A Large Language Model for Corporate Credit Scoring
Chitro Majumdar, Sergio Scandizzo, Ratanlal Mahanta, Avradip Mandal, Swarnendu Bhattacharjee
TL;DR
Omega^2 addresses the need for accurate, interpretable corporate credit scoring that remains robust over time and across rating agencies. It combines language-based reasoning with gradient-boosting models through a Resource Augmented Generation framework anchored by a vector store and a knowledge graph, optimized under temporal validation. The approach achieves mean test AUCs above $0.93$ across Moody’s, S&P, Fitch, and Egan-Jones and delivers interpretable feature attributions via SHAP, with regression $R^2$ around $0.60$ on unseen data.
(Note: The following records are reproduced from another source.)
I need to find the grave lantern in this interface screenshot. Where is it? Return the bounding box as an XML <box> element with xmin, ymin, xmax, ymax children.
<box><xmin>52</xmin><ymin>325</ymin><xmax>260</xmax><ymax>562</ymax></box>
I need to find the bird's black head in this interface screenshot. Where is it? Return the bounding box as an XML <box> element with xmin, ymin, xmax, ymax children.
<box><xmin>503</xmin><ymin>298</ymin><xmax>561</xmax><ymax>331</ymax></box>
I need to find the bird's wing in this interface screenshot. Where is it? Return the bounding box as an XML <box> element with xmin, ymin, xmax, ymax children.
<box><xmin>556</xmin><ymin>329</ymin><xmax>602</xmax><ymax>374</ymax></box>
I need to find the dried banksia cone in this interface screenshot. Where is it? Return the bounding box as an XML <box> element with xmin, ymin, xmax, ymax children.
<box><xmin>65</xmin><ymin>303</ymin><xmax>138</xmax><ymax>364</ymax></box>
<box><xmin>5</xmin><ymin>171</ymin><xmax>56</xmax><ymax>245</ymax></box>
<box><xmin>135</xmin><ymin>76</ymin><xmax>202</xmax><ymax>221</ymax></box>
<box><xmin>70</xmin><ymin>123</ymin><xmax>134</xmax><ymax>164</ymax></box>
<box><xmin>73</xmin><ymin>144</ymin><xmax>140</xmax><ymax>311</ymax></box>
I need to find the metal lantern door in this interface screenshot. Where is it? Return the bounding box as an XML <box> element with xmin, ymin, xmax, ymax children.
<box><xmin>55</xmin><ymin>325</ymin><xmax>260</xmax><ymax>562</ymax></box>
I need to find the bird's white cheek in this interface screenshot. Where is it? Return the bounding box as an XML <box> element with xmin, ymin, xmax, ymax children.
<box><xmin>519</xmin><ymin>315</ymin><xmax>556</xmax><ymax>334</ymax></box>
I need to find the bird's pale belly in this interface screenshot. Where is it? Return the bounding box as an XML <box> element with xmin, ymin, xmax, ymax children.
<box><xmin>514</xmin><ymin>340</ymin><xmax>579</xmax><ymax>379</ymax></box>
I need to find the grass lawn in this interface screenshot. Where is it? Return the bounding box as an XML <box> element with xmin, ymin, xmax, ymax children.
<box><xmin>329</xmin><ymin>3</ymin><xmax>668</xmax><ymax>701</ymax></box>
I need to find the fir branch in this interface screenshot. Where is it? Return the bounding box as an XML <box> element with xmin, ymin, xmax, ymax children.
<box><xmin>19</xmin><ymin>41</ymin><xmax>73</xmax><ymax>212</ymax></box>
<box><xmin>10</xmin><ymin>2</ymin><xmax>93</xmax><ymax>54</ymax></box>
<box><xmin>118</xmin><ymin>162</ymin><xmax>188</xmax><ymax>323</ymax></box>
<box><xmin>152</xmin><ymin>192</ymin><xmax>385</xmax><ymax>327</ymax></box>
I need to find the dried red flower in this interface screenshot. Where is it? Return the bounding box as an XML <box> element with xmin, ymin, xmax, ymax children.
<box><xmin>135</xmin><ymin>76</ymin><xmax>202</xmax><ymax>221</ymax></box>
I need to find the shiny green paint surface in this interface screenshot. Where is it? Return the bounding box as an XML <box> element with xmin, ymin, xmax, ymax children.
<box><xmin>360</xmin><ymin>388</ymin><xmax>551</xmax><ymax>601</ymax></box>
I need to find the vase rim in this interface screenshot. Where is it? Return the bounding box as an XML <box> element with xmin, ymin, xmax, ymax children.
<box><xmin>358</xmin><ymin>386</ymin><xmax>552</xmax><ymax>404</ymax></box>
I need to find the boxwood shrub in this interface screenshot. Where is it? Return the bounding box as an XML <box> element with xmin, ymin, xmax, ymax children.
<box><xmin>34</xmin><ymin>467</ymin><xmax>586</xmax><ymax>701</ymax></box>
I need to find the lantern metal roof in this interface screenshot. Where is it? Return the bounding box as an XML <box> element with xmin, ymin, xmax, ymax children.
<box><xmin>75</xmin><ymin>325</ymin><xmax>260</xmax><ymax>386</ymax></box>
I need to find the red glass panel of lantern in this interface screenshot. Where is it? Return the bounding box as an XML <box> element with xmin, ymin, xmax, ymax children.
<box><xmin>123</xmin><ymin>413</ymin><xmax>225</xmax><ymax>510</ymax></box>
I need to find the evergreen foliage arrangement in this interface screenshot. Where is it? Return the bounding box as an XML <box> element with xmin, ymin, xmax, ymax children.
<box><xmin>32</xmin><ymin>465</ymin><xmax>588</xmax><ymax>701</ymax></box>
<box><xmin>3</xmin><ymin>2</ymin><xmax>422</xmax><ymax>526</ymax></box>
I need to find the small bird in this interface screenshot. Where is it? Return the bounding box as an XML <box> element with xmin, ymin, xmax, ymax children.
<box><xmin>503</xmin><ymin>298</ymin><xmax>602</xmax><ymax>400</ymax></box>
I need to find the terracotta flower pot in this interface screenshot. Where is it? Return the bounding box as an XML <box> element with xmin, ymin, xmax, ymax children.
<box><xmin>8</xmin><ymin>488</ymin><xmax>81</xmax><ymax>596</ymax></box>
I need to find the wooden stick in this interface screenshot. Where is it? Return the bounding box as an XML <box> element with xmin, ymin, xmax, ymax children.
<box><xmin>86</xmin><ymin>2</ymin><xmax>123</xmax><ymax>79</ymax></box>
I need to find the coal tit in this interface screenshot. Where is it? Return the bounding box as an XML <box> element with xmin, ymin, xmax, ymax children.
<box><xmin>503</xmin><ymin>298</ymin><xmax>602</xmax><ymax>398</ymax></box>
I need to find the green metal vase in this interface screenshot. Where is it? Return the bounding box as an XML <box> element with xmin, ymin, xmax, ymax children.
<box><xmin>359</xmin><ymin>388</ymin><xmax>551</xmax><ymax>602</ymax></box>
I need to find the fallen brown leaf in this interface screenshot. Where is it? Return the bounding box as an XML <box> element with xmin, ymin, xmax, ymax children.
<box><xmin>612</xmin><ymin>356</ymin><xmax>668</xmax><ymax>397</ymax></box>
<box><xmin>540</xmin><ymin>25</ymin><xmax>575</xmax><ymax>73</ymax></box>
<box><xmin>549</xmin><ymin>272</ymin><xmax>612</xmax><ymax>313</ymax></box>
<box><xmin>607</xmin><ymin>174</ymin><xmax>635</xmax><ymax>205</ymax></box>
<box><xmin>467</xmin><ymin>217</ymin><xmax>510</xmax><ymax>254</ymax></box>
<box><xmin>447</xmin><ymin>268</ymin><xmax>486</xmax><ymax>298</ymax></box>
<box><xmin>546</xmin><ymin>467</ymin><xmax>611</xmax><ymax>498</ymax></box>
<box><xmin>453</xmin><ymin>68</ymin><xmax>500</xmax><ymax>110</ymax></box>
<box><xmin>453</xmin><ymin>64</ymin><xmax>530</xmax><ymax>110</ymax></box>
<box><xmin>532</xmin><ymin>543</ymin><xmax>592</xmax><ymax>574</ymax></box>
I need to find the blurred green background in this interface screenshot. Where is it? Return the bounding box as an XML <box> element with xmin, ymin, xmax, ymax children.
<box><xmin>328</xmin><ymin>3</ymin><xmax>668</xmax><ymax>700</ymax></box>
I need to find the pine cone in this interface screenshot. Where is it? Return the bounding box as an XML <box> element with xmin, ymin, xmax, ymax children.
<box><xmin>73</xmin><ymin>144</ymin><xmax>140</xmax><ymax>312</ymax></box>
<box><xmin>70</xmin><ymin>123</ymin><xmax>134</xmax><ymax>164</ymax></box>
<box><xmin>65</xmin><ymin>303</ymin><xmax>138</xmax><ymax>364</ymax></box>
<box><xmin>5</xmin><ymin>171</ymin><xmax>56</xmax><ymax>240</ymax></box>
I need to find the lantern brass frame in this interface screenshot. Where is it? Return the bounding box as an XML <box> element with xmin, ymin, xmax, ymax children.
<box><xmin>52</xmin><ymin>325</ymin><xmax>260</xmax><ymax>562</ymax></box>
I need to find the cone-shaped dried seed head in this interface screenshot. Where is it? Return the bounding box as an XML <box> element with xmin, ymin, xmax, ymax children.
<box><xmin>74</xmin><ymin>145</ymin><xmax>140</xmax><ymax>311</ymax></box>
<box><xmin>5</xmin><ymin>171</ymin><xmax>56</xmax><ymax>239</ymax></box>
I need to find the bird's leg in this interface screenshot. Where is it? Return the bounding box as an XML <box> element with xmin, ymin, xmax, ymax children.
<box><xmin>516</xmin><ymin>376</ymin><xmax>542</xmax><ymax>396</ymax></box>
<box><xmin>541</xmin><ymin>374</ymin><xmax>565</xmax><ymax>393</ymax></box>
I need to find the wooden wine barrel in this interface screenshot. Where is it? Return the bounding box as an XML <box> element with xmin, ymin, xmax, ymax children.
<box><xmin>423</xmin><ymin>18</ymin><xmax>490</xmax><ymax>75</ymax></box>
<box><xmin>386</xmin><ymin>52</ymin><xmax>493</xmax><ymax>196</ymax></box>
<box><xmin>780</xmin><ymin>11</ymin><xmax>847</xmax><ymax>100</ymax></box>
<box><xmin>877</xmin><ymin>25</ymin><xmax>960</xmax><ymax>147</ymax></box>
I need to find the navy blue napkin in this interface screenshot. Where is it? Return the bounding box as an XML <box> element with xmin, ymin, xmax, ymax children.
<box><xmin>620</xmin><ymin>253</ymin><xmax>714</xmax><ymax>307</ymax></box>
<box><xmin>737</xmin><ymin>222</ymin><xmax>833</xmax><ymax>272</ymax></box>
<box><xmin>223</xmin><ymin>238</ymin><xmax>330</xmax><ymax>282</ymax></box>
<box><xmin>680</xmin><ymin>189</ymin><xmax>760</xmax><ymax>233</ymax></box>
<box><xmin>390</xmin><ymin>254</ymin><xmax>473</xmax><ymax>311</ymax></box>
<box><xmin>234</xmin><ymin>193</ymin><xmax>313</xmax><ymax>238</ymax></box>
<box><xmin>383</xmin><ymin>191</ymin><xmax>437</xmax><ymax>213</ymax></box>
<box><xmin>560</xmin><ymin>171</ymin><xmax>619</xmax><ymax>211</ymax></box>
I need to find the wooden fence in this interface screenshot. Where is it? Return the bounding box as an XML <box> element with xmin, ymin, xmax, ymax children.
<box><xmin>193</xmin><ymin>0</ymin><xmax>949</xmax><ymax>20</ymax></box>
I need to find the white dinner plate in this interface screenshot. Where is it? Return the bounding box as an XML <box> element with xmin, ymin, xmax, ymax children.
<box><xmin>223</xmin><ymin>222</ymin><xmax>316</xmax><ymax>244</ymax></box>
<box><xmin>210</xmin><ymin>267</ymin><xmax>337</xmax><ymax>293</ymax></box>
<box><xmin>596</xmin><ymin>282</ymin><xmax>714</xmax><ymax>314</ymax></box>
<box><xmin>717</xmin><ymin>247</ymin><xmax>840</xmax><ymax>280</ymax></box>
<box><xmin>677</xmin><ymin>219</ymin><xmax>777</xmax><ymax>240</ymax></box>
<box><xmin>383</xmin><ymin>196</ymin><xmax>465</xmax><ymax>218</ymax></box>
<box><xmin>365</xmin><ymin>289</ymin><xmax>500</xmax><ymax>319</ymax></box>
The study provides a reproducible, open-source blueprint for institution-grade AI in credit risk that generalizes across agencies and time.
Abstract
We introduce Omega^2, a Large Language Model-driven framework for corporate credit scoring that combines structured financial data with advanced machine learning to improve predictive reliability and interpretability. Our study evaluates Omega^2 on a multi-agency dataset of 7,800 corporate credit ratings drawn from Moody's, Standard & Poor's, Fitch, and Egan-Jones, each containing detailed firm-level financial indicators such as leverage, profitability, and liquidity ratios. The system integrates CatBoost, LightGBM, and XGBoost models optimized through Bayesian search under temporal validation to ensure forward-looking and reproducible results. Omega^2 achieved a mean test AUC above 0.93 across agencies, confirming its ability to generalize across rating systems and maintain temporal consistency. These results show that combining language-based reasoning with quantitative learning creates a transparent and institution-grade foundation for reliable corporate credit-risk assessment.